Incidentally, one way to treat 7/3 as an equivalence is the use of the 3:4:5:6:(7) chord as the fundamental complete sonority in a very similar way to the 4:5:6:(8) chord in meantone. Whereas in meantone it takes four 3/2 to get to 5/1, here it takes two 28/15 to get to 7/2 (tempering out the comma 225/224). So, doing this yields 2 15, 19, and 34 note MOS 2/1 apart. While the notes are rather farther apart, the scheme is uncannily similar to meantone. "Macrobichromatic" might be a practically perfect term for it if it hasn't been named yet.
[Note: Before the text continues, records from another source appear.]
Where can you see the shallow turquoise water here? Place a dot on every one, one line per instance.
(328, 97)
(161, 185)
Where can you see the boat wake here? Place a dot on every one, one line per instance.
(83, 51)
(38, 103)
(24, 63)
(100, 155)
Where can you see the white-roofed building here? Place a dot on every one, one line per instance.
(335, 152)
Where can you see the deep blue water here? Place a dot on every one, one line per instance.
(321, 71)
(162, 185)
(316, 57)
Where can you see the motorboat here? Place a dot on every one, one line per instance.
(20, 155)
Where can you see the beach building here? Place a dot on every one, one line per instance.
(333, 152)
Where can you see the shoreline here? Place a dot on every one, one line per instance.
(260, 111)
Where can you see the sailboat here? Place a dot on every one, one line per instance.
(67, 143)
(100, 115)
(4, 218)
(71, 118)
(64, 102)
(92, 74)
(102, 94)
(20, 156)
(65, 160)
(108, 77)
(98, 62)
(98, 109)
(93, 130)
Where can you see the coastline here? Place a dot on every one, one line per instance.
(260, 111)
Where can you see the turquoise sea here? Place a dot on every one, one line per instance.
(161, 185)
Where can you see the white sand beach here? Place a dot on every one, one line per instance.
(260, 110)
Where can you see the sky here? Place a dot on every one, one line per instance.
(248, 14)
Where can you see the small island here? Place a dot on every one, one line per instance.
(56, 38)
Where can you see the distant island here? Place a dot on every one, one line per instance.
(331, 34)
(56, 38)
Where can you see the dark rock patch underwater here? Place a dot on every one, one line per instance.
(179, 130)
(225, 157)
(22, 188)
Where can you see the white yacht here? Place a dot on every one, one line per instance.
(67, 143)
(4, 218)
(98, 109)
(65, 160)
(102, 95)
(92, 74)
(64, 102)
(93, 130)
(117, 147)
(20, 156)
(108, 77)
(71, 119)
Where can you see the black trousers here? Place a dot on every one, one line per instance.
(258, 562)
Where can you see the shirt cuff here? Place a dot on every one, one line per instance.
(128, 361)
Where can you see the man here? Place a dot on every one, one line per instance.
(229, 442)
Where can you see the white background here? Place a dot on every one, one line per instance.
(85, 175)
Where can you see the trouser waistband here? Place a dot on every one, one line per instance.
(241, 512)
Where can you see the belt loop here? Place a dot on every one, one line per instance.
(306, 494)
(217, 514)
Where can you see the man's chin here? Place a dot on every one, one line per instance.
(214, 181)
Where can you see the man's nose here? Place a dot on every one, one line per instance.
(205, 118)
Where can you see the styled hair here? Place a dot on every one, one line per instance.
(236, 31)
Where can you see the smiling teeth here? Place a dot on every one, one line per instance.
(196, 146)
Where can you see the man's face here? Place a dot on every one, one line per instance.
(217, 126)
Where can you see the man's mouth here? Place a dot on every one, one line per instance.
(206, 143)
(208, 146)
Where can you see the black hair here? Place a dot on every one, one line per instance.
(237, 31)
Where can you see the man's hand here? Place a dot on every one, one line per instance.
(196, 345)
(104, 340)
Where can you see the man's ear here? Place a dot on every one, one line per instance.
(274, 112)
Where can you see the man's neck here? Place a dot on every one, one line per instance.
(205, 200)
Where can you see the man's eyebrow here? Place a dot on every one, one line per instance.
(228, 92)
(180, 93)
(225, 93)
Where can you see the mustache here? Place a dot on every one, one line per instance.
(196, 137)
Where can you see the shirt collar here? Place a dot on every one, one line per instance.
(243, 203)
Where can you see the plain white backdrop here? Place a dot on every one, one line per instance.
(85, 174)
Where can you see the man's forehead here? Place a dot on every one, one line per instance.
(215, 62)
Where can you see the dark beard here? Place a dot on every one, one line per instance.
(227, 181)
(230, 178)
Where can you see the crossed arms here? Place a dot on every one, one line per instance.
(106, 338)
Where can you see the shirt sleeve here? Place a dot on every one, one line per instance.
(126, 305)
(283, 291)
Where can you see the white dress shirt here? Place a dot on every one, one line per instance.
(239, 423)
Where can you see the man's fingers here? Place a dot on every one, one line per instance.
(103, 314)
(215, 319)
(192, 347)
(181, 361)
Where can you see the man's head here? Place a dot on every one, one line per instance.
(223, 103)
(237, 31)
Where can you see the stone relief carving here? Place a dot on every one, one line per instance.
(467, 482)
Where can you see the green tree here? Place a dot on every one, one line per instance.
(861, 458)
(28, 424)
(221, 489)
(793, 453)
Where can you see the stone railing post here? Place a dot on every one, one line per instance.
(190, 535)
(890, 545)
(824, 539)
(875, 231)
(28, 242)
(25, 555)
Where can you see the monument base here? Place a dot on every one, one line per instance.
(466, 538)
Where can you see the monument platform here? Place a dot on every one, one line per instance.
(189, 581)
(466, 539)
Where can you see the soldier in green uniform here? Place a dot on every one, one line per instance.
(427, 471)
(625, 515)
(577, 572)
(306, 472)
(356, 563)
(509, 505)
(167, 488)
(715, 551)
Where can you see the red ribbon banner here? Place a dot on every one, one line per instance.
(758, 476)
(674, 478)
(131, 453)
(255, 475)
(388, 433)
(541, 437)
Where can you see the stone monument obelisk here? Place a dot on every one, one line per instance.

The branches of the Middletown family are named thus:
3&6: Tritetrachordal
4&5: Montrose (between 5/4edo and 4/3edo in particular, MOS generated by [pseudo] octaves belong to this branch)
2&7: Terra Rubra
The family of interlaced octatonic scale based temperaments in the "Middletown valley" is called Vesuvius (i. e. the volcano east of Naples).
The temperaments neighboring Middletown proper are named thus:
5&6: Rosablanca
4&7: Saptimpun (10 1/2)
5&7: 8bittone
Sort of unsurprisingly, though not so evidently, the golden tuning of edXs will turn out to divide a barely mistuned 5:2 of alomst exactly 45/34edo.